If management systems standards certification is currently a perfect process, a move towards remote auditing would introduce new risks, as it is the industry and the credibility of certification that is in the spotlight. ISO TC 176, the ISO technical committee responsible for ISO 9001:2015, is so concerned over the credibility of the use of its standard by certification bodies and others associated with management systems standards certification, that they have a task group looking at all aspects of brand integrity for ISO 9001. These credibility issues mean that use of technology requires further assessment of risks and reliable mitigation of risk to allow the opportunities that remote auditing promises.
ISO’s guidance document for auditing, ISO 19011:2018 – Auditing management systems, places the responsibility of deciding on appropriate audit methods with the audit programme manager. It says that the individual managing the audit programme should select and determine the methods for effectively and efficiently conducting an audit, depending on the defined audit objectives, scope and criteria.
Audits can be performed on-site, remotely or as a combination. The use of these methods should be suitably balanced and based on, among others, consideration of associated risks and opportunities.

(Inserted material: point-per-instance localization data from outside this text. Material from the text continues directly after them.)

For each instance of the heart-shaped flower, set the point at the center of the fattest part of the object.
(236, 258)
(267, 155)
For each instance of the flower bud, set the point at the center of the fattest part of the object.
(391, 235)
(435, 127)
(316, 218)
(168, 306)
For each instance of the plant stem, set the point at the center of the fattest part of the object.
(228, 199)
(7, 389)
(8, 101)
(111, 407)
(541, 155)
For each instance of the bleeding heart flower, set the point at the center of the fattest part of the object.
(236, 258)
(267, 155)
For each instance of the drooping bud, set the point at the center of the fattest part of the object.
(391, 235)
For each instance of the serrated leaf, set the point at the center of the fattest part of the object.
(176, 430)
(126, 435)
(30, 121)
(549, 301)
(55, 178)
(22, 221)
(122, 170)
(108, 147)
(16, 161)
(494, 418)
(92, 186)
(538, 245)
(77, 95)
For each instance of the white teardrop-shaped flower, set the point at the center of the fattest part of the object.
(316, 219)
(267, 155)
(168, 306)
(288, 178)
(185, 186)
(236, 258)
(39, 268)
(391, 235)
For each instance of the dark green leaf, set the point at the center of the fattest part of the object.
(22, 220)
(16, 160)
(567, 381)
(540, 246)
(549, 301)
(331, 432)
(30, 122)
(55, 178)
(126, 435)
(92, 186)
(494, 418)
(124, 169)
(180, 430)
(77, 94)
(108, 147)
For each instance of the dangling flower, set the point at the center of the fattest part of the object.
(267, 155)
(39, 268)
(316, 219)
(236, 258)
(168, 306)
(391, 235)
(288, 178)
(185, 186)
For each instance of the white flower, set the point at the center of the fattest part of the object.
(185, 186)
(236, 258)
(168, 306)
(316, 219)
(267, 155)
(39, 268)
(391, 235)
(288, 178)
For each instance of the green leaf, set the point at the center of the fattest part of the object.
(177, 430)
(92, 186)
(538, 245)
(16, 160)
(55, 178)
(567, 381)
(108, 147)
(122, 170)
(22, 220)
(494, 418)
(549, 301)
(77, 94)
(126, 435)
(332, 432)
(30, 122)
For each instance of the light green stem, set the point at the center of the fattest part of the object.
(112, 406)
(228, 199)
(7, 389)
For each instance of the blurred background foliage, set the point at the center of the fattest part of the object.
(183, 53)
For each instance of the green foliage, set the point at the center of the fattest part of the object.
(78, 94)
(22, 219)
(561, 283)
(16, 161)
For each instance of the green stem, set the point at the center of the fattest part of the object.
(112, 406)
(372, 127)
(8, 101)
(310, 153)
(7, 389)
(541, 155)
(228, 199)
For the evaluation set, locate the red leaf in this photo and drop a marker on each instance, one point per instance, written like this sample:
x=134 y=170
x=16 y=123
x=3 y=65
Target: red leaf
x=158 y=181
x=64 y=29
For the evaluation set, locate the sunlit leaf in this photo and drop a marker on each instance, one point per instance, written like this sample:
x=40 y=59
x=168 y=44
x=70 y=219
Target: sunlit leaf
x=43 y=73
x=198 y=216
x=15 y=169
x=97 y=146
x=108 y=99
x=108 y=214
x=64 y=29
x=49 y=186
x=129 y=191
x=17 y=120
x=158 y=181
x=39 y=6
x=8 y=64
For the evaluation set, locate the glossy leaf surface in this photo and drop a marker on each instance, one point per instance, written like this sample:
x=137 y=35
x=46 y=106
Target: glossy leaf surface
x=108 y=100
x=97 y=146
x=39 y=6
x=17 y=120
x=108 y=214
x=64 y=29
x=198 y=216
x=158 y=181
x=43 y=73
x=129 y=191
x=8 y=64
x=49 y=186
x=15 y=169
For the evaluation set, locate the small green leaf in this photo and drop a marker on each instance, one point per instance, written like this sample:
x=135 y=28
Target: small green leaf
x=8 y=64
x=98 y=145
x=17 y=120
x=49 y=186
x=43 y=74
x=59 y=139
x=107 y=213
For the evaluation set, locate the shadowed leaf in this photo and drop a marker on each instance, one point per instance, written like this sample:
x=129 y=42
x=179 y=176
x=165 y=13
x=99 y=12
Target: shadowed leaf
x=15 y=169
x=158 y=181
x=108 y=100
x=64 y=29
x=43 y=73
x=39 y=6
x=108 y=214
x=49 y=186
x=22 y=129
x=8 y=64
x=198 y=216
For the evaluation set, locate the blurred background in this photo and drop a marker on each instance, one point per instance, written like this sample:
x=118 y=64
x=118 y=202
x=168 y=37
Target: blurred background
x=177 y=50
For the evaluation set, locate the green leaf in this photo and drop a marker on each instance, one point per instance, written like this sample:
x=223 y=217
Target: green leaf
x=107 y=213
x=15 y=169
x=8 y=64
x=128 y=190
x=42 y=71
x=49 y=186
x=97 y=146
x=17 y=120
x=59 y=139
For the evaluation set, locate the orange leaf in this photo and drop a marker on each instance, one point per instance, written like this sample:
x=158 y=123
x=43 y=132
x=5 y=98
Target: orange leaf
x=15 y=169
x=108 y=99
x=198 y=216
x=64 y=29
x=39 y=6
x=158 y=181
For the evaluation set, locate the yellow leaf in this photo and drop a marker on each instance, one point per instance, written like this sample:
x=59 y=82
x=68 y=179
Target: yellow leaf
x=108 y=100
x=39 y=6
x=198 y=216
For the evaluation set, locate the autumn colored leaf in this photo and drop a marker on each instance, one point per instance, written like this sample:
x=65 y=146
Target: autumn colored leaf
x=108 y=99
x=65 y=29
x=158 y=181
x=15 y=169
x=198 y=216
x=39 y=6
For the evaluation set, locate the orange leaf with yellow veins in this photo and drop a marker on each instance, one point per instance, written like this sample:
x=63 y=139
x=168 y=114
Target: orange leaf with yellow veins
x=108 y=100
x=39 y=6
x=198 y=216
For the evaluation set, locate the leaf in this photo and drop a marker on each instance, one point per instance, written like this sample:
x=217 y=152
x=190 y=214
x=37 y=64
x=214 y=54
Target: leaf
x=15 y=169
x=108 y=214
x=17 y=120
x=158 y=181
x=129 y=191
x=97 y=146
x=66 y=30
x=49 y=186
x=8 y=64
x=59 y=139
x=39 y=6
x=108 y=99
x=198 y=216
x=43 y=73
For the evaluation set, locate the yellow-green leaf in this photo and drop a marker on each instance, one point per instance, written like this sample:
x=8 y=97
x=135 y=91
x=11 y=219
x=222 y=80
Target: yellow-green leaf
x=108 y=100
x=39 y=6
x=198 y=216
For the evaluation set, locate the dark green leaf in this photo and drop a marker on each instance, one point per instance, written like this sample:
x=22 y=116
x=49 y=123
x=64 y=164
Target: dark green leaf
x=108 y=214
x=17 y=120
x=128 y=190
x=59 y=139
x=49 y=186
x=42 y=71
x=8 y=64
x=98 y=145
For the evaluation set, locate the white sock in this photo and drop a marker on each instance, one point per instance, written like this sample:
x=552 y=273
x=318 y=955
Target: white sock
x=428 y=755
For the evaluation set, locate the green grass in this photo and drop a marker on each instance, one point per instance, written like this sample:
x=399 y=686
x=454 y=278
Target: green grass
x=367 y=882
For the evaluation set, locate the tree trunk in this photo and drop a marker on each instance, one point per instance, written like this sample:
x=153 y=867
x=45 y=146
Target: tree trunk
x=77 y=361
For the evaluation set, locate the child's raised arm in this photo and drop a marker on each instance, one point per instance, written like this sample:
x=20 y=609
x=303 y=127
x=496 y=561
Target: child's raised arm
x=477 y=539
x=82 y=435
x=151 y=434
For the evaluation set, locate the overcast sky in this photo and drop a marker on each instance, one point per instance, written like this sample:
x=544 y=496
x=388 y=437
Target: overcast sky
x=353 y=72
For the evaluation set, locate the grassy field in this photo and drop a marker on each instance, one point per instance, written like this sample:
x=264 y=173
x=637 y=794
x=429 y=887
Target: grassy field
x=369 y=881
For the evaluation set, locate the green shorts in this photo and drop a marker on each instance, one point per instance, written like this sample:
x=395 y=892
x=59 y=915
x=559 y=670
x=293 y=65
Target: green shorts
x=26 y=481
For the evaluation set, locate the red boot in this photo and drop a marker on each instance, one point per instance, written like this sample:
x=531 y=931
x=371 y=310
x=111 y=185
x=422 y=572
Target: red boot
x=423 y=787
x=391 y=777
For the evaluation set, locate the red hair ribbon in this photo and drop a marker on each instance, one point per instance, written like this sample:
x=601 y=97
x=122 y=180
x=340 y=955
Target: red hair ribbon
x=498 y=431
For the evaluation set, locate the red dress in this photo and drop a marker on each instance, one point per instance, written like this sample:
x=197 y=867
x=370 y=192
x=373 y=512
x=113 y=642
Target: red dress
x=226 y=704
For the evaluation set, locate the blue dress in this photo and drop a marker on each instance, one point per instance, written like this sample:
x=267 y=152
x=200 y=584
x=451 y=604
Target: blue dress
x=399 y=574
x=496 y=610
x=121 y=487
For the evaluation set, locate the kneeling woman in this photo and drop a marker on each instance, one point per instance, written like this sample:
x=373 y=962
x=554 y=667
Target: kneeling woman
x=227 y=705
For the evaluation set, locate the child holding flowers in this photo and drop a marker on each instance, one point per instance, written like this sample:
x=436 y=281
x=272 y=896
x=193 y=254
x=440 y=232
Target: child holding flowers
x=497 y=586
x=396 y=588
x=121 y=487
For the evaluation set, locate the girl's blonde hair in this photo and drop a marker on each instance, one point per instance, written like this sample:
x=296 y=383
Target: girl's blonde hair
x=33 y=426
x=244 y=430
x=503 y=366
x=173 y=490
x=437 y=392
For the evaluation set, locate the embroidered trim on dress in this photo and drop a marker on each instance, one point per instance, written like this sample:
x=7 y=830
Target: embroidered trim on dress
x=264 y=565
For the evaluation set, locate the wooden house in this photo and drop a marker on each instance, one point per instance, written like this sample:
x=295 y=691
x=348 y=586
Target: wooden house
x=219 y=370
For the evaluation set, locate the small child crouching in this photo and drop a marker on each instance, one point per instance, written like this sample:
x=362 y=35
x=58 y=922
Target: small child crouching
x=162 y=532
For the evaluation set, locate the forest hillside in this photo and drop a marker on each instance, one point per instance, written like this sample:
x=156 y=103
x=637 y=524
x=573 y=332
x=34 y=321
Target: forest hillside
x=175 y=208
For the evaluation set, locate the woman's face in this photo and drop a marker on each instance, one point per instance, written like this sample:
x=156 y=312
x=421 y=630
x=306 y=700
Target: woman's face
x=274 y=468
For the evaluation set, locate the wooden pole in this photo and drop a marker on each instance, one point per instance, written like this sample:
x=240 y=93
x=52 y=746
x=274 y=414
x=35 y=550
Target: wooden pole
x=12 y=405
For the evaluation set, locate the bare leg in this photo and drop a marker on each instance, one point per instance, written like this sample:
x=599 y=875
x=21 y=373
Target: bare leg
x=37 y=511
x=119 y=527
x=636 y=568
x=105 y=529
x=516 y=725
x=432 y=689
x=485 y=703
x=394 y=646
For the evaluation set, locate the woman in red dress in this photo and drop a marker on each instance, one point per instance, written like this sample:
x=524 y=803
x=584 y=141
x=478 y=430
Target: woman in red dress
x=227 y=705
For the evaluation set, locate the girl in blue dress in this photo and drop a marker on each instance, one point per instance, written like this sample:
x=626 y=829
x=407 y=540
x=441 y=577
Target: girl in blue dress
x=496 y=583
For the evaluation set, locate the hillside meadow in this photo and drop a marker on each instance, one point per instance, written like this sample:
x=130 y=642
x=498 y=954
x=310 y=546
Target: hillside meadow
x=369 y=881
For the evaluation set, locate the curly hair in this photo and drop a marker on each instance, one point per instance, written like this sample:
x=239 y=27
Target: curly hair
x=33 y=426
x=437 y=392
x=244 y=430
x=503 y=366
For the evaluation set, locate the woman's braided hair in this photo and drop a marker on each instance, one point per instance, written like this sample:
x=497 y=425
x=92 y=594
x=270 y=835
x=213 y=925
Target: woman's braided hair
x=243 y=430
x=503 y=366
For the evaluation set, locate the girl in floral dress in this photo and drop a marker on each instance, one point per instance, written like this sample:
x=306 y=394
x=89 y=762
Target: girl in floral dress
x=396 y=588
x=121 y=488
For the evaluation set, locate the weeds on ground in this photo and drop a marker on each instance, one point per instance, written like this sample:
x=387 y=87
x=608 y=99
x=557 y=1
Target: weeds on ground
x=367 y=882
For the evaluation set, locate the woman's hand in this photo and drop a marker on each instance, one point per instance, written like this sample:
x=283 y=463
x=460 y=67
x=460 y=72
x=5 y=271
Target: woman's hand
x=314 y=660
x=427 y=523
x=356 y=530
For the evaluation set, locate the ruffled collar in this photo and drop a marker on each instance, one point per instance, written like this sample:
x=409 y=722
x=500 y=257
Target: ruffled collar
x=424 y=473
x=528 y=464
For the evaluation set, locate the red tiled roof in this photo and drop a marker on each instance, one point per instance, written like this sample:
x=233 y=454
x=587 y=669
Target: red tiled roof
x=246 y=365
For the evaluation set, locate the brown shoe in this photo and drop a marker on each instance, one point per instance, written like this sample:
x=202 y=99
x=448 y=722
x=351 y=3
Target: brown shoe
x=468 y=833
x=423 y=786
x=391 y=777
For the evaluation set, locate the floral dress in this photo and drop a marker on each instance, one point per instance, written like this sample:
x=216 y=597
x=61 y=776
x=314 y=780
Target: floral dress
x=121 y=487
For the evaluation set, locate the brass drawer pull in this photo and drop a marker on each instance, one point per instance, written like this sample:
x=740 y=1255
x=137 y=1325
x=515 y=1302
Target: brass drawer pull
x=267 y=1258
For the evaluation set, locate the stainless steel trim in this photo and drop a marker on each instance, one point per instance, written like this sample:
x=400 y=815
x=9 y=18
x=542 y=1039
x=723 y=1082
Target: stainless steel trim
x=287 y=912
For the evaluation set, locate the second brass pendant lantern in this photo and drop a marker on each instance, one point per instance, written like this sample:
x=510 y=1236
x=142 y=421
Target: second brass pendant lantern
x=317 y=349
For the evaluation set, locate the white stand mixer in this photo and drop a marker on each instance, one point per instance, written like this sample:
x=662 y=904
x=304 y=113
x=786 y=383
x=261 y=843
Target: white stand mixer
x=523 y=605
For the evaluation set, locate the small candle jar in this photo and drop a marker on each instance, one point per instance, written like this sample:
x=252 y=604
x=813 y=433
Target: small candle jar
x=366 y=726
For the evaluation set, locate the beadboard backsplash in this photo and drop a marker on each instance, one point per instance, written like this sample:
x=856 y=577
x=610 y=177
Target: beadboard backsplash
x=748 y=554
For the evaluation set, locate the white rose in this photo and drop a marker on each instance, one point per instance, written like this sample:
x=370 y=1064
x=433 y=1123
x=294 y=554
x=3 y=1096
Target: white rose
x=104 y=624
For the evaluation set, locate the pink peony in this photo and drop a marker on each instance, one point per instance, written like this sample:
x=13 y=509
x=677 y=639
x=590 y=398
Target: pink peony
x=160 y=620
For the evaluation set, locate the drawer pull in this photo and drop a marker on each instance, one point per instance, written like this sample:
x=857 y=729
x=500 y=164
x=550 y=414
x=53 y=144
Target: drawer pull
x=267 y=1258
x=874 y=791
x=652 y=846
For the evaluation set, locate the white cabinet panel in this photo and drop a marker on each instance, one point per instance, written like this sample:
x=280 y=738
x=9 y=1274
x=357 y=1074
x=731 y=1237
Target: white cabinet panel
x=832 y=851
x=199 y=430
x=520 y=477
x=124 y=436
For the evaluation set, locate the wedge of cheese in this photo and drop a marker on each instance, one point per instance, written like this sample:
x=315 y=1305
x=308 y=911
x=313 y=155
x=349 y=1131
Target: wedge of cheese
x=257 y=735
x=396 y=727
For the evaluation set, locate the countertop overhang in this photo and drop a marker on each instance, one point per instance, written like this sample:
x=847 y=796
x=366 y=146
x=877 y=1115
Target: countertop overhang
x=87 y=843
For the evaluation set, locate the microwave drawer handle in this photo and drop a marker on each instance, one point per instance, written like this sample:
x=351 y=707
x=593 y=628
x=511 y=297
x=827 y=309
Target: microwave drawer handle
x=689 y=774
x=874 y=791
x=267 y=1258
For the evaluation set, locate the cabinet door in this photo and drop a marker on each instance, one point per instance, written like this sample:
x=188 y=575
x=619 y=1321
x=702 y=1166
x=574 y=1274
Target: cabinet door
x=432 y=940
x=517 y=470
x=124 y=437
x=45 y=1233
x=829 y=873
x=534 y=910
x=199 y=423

There will be areas of conformity assessment that present increased risk for the credibility of remote auditing. High risk industries like aerospace and medical devices will always have an element of ‘boots on the ground’ to have confidence in the final products and services that the industry procures. The Poly Implant Prothèse (PIP) breast implant scandal, for example, is still relatively fresh in the memory.
As the industry turns, at least temporarily, to the use of remote auditing, it is worth us discussing other reasons why certification bodies haven’t taken this opportunity. Some of these are considered below:
- Access to technology – there are multiple hardware and software solutions available for collaboration and enabling remote interview and review of electronic (and other) documentation. The conformity assessment body needs to have access to relevant reliable solutions to enable them to provide the service. In accordance with ISO’s applicability principle this should not require the organisation looking for certification to incur significant costs.
- Reliability – technology solutions require reliable hardware, software and, in the case of internet-based solutions, wireless/phone and broadband services.
- Competence – Remote auditing requires new competences and for developments of others. The auditors must:
- be able to work with the technology solution(s) selected;
- be able to handle the difficulties associated with picking up on verbal and visual cues when interviewing remotely;
- develop new ways for selecting samples and following audit trails to ensure that samples are representative, are of their choosing, and that they remain in control of the audit process.
When the urgent need for remote auditing disappears as the impact of the pandemic recedes, we need to keep the pressure on those conformity assessment organisations. Certification and accreditation bodies need to ensure they remain fit for purpose in today’s connected age. All aspects of the process need to be aligned to enable remote auditing to be a cornerstone of future conformity assessment schemes.
Increased use of remote auditing creates risks and opportunities in conformity assessment. If we can ensure credibility of audit activities to at least current levels, we can then grasp the efficiencies currently available from proven technology.